Equifax CEO: All Companies Get Breached - LopRabbit
https://news.slashdot.org/story/17/09/30/2036215/equifax-ceo-all-companies-get-breached
======
dawnbreez
All companies get breached; not all of them get breached via vulnerabilities
that were known and patchable for two months prior to the breach being
detected. Further, not all companies handle such large amounts of sensitive
information. Equifax's IT staff should have known better, as a whole. I have
seen it argued elsewhere on the internet that their CSO, who only had a degree
in music, should not be blamed for the breach; I have also seen statements
claiming that cross-field collaboration is important, and that many
innovations have come from people working outside of their main field of study
or from uneducated backgrounds. Neither of these statements excuses what
happened.

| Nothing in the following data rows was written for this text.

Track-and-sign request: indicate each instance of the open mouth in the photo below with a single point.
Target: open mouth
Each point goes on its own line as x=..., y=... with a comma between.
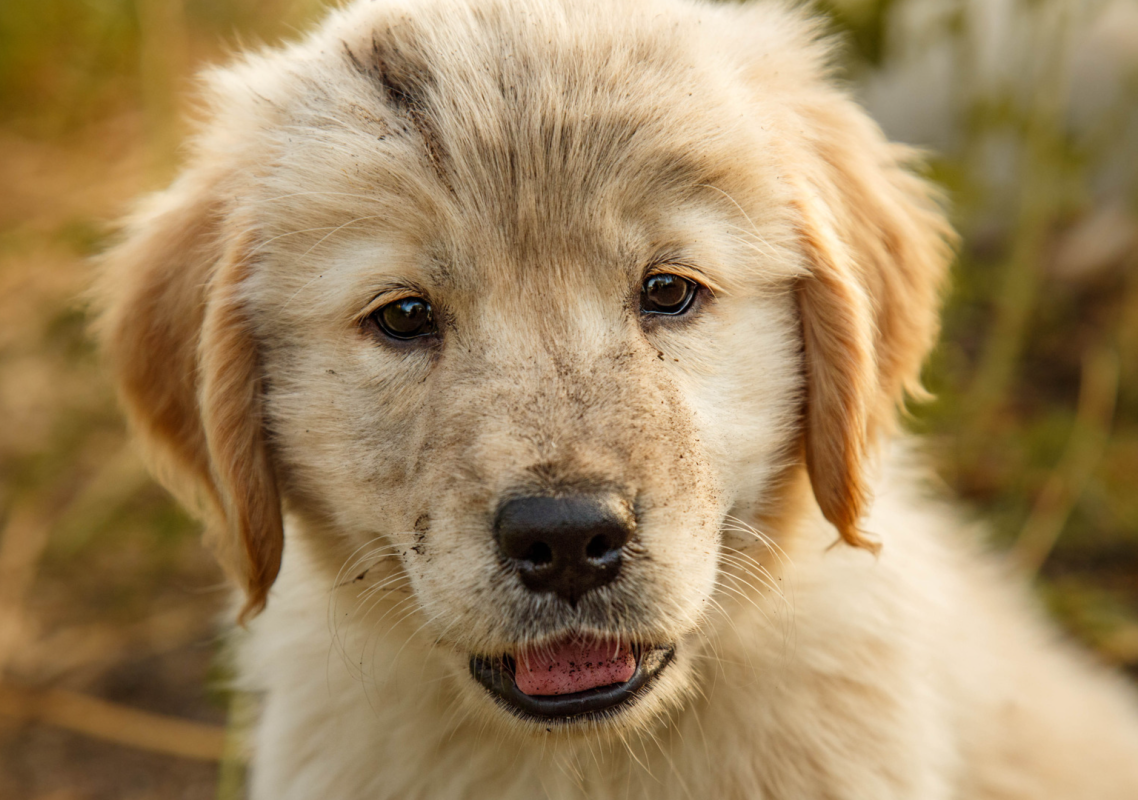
x=575, y=678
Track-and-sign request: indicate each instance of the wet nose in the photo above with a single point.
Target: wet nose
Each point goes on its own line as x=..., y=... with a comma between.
x=566, y=545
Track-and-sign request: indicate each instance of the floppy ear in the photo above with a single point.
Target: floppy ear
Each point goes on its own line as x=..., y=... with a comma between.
x=179, y=341
x=877, y=248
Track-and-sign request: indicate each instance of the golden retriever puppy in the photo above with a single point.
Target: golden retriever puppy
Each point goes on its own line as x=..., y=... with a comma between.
x=535, y=364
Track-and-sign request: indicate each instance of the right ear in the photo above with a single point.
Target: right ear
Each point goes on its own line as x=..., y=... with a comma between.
x=179, y=340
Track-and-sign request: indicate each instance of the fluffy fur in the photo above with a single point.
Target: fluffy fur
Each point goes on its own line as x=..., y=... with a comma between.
x=524, y=164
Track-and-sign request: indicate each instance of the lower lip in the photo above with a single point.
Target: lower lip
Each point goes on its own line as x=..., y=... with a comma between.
x=593, y=703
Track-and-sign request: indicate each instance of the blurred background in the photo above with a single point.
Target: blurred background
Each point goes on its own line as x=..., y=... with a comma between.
x=108, y=677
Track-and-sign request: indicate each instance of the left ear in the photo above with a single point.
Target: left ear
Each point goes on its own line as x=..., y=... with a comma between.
x=877, y=249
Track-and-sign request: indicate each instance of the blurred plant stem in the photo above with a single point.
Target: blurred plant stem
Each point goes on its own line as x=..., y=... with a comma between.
x=22, y=544
x=1044, y=196
x=163, y=60
x=1097, y=397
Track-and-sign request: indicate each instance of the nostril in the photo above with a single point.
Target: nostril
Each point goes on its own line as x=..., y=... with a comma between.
x=598, y=546
x=538, y=554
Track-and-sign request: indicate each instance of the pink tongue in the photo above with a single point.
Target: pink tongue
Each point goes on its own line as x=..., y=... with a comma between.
x=574, y=667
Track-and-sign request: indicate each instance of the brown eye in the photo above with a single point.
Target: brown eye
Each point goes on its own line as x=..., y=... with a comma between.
x=407, y=319
x=666, y=294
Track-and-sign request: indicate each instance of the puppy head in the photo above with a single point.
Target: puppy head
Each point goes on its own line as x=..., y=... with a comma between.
x=524, y=299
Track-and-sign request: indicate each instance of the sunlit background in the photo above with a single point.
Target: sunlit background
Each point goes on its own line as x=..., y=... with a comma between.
x=109, y=684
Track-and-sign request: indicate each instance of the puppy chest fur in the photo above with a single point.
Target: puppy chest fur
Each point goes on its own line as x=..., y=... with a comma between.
x=534, y=365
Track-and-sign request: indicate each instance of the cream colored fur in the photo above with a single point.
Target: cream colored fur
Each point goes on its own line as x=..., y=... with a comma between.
x=524, y=164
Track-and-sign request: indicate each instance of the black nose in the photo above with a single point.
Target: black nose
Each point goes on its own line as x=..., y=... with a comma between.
x=566, y=545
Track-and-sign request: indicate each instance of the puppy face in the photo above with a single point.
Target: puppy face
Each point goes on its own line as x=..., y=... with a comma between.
x=520, y=302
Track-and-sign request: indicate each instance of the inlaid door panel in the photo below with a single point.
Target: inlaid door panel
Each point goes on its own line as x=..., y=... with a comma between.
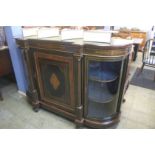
x=56, y=80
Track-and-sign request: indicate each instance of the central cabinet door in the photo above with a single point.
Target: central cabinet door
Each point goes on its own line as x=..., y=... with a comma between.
x=56, y=80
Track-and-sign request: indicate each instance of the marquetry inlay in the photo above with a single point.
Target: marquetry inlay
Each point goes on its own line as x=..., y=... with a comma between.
x=54, y=81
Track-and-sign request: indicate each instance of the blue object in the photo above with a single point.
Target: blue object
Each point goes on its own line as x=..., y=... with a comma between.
x=11, y=33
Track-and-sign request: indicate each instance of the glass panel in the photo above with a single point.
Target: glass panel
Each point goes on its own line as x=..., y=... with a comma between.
x=103, y=81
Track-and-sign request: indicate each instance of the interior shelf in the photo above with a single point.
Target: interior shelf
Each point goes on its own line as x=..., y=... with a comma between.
x=102, y=75
x=99, y=93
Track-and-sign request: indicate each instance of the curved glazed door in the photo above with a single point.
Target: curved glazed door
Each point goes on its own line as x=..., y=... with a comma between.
x=102, y=83
x=55, y=79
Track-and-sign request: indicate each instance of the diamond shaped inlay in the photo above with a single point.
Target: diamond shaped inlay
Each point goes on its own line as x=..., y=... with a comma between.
x=54, y=81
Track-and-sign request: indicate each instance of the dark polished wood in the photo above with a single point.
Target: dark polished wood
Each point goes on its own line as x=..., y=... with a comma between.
x=5, y=64
x=52, y=65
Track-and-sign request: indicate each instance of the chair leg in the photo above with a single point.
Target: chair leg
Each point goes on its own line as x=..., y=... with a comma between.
x=141, y=69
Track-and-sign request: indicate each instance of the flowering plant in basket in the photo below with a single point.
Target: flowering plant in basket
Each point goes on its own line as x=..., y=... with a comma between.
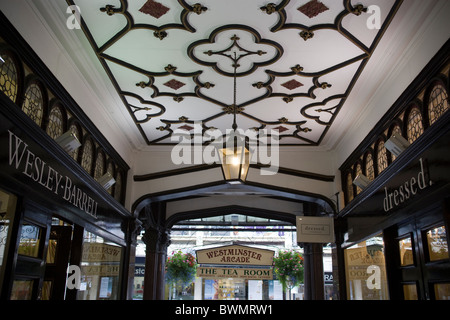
x=181, y=267
x=288, y=267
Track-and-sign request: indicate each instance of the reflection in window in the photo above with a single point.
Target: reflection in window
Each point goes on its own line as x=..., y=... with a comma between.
x=437, y=244
x=100, y=269
x=438, y=104
x=365, y=270
x=33, y=104
x=415, y=125
x=8, y=76
x=7, y=211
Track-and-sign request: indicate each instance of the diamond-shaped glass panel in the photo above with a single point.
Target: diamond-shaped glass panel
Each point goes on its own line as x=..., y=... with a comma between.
x=313, y=8
x=292, y=84
x=155, y=9
x=174, y=84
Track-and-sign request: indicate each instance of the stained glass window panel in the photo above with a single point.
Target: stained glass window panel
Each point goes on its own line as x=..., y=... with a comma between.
x=381, y=157
x=8, y=76
x=438, y=104
x=33, y=104
x=55, y=123
x=415, y=125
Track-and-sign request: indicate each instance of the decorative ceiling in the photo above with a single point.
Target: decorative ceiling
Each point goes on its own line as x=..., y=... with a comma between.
x=173, y=62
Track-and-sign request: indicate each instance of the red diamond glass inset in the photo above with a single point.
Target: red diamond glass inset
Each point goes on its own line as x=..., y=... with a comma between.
x=186, y=127
x=174, y=84
x=153, y=8
x=281, y=129
x=292, y=84
x=313, y=8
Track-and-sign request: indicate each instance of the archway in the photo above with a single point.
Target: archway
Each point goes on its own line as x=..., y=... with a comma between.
x=159, y=213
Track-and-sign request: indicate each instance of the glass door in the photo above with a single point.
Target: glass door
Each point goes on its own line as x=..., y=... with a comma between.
x=421, y=260
x=57, y=261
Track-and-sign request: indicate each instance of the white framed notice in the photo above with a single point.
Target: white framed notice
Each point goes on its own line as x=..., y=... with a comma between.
x=315, y=229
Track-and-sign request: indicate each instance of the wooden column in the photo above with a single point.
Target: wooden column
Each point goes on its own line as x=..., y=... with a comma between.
x=156, y=239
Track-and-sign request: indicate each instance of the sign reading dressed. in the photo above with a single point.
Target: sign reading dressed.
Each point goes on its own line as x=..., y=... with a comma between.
x=253, y=274
x=23, y=159
x=235, y=254
x=315, y=229
x=408, y=189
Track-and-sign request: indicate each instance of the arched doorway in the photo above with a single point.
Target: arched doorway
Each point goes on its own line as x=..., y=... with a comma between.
x=160, y=213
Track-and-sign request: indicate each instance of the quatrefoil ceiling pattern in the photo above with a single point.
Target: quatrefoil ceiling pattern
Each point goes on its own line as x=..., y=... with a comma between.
x=171, y=61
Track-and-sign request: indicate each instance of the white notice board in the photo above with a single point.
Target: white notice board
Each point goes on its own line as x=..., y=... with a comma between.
x=315, y=229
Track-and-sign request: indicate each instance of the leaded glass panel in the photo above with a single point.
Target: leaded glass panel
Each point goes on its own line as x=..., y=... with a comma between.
x=370, y=172
x=33, y=104
x=8, y=76
x=99, y=166
x=87, y=156
x=438, y=103
x=55, y=126
x=415, y=125
x=381, y=157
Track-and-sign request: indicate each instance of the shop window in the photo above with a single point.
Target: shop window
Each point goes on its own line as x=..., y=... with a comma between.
x=99, y=166
x=381, y=157
x=110, y=170
x=410, y=292
x=349, y=187
x=415, y=125
x=76, y=131
x=7, y=212
x=365, y=270
x=87, y=156
x=30, y=240
x=22, y=289
x=8, y=75
x=358, y=171
x=437, y=244
x=100, y=269
x=33, y=104
x=118, y=187
x=442, y=291
x=370, y=172
x=406, y=252
x=397, y=130
x=438, y=103
x=55, y=126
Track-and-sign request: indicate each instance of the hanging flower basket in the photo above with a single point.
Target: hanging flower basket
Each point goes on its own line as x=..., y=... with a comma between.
x=288, y=267
x=181, y=267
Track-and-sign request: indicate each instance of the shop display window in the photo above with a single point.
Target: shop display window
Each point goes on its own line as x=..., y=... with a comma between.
x=365, y=270
x=442, y=291
x=30, y=239
x=406, y=252
x=410, y=292
x=437, y=244
x=100, y=269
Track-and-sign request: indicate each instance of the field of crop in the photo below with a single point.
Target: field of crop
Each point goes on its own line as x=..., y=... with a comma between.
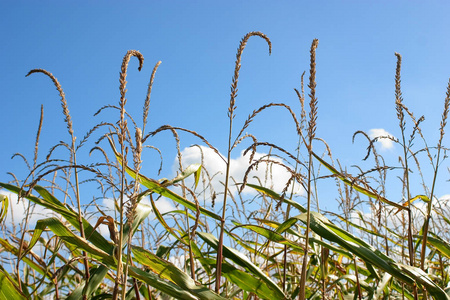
x=222, y=243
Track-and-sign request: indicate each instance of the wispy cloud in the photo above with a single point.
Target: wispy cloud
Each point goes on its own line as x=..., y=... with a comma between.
x=384, y=142
x=274, y=176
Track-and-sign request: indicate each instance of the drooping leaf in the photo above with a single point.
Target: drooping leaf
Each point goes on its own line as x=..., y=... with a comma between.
x=8, y=289
x=244, y=262
x=355, y=186
x=156, y=187
x=169, y=271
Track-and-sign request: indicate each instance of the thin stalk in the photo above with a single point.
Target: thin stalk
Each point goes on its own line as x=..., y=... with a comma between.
x=430, y=206
x=231, y=116
x=400, y=115
x=311, y=135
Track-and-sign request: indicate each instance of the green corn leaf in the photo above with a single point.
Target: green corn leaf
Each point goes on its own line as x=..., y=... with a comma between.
x=62, y=231
x=156, y=187
x=169, y=271
x=243, y=261
x=50, y=202
x=323, y=227
x=243, y=280
x=276, y=196
x=8, y=288
x=4, y=207
x=166, y=287
x=6, y=246
x=96, y=277
x=442, y=246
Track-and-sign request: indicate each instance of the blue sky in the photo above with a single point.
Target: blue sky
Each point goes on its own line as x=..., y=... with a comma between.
x=83, y=44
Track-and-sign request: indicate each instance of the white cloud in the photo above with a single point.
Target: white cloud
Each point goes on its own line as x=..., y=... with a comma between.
x=276, y=177
x=385, y=143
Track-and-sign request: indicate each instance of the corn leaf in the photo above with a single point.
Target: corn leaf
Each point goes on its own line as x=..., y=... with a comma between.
x=169, y=271
x=243, y=261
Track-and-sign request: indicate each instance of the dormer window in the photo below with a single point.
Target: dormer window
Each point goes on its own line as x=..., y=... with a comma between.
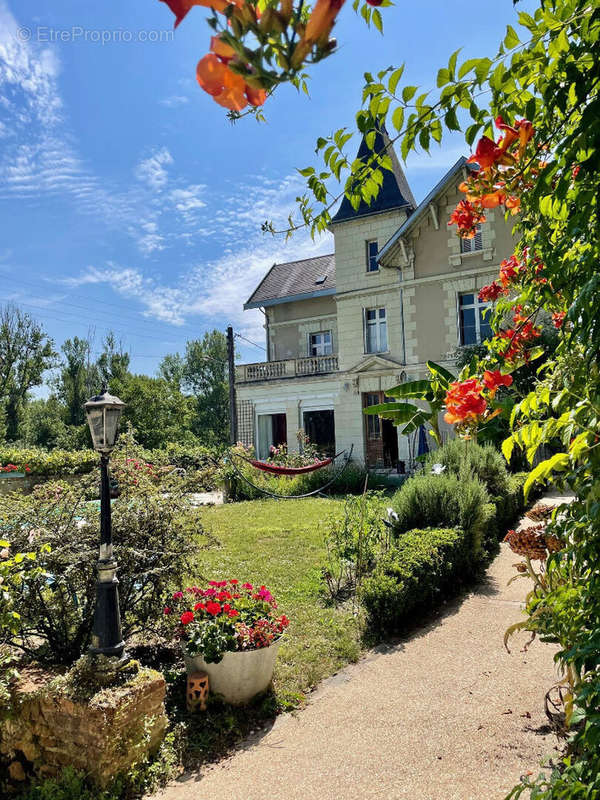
x=319, y=344
x=372, y=253
x=474, y=244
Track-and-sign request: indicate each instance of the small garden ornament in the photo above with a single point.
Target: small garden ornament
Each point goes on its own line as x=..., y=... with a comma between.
x=197, y=691
x=231, y=632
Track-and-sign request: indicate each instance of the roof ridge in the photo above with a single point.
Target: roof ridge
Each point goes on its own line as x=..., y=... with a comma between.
x=300, y=260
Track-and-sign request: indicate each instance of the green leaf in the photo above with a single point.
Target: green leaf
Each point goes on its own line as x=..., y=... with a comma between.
x=452, y=61
x=482, y=69
x=451, y=120
x=441, y=371
x=377, y=21
x=397, y=412
x=511, y=39
x=394, y=79
x=416, y=389
x=468, y=65
x=408, y=93
x=544, y=470
x=508, y=445
x=443, y=77
x=398, y=118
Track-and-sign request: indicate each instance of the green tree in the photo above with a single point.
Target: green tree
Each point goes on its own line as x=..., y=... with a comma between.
x=157, y=410
x=113, y=362
x=77, y=379
x=26, y=352
x=202, y=372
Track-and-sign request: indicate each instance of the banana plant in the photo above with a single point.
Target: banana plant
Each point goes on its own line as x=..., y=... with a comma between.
x=430, y=391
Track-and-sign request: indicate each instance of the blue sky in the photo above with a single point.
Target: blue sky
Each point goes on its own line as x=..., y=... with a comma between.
x=128, y=201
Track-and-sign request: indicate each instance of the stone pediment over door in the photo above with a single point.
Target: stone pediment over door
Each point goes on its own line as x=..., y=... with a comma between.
x=376, y=363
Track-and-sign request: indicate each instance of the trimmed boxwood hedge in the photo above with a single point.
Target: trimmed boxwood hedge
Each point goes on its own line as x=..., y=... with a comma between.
x=420, y=569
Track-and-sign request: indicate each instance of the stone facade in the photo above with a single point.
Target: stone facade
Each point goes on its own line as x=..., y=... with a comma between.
x=45, y=730
x=420, y=278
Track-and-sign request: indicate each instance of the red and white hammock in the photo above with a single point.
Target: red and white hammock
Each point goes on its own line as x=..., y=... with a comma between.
x=281, y=469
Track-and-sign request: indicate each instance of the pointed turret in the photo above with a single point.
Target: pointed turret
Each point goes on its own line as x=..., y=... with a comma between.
x=395, y=193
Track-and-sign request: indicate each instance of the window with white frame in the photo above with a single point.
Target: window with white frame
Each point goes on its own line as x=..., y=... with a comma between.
x=319, y=344
x=473, y=319
x=474, y=244
x=375, y=330
x=372, y=253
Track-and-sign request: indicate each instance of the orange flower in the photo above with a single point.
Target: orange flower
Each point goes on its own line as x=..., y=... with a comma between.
x=487, y=153
x=181, y=8
x=494, y=379
x=227, y=87
x=256, y=97
x=219, y=81
x=464, y=401
x=513, y=203
x=488, y=294
x=509, y=271
x=223, y=51
x=466, y=217
x=493, y=199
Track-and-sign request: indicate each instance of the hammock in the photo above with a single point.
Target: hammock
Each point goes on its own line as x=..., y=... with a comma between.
x=281, y=469
x=292, y=471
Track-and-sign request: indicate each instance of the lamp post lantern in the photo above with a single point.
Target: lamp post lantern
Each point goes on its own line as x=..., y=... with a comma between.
x=103, y=414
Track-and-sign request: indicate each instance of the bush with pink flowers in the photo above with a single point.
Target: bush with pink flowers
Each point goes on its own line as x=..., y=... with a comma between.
x=225, y=617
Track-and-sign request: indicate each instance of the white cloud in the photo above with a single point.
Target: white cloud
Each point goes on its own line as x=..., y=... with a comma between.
x=152, y=170
x=174, y=101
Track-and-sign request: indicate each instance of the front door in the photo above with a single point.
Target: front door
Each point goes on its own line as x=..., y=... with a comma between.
x=381, y=436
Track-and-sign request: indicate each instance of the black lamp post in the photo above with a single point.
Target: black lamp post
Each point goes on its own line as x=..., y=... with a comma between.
x=103, y=414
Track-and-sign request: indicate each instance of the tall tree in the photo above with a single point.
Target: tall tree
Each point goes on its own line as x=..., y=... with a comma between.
x=202, y=372
x=75, y=381
x=157, y=410
x=26, y=352
x=113, y=362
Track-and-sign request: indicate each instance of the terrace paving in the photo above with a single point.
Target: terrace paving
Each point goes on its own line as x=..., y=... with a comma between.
x=445, y=714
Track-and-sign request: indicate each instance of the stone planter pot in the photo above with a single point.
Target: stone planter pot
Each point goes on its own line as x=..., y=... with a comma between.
x=240, y=676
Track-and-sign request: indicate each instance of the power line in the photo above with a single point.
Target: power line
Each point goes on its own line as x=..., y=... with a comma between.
x=239, y=336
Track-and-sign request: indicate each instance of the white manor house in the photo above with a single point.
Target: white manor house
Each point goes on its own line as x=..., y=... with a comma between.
x=399, y=290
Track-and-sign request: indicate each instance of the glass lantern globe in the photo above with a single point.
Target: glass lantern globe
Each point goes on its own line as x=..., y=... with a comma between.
x=103, y=414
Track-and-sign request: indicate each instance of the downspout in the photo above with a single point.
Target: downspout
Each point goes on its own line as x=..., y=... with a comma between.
x=402, y=317
x=267, y=333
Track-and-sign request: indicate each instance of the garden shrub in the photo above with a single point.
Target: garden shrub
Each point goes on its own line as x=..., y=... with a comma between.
x=46, y=463
x=483, y=462
x=354, y=541
x=428, y=501
x=421, y=568
x=157, y=535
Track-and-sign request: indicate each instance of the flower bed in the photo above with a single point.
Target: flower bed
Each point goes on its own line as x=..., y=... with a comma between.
x=225, y=617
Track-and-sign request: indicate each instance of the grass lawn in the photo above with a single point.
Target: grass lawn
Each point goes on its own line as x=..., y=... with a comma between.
x=280, y=544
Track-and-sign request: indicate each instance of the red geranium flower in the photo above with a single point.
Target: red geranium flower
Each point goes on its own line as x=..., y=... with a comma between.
x=494, y=379
x=488, y=294
x=464, y=401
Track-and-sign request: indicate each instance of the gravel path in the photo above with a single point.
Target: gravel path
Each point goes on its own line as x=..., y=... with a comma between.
x=447, y=714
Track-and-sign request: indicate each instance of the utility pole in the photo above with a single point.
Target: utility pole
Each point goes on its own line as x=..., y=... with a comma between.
x=233, y=436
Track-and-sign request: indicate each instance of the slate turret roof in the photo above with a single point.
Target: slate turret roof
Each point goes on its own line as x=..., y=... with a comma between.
x=394, y=193
x=295, y=280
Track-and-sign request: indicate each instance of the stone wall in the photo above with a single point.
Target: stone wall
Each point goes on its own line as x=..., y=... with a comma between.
x=46, y=730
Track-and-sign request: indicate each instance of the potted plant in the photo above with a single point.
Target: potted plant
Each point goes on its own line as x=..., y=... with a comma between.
x=232, y=632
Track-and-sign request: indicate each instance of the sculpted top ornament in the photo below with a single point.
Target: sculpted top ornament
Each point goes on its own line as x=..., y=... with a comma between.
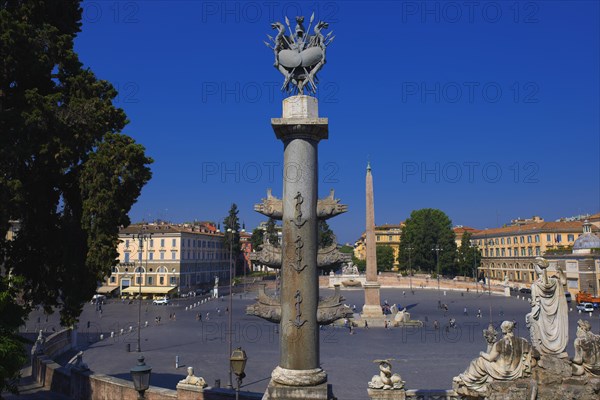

Further, I would argue that if the Equifax CSO were innovating in
her field by bringing some sort of new insight to security, we would not be
talking about aa breach.

------
ineedasername
A "two-wrongs make a right" argument is hardly one that obtains here. First,
the truth of that statement is irrelevant: Most hacked companies find
themselves in that situation, as was the case here, through poor practices.

Second, this is Equifax. A company that includes in its product portfolio
monitoring tools for those unfortunate enough to have their information
compromised. Explicit in this is an acknowledgement of the seriousness and
need to keep such information very well protected.

Saying "all companies get hacked" is akin to a lock company having its offices
get broken into and master keys stolen and duplicated for all of its locks.
And not through creative picking but simple lock bumping of insecure locks.
And then saying, "well all businesses get robbed sometimes".

If such a hypothetical company were very, very lucky, they might still exist a
year on from the the breakin.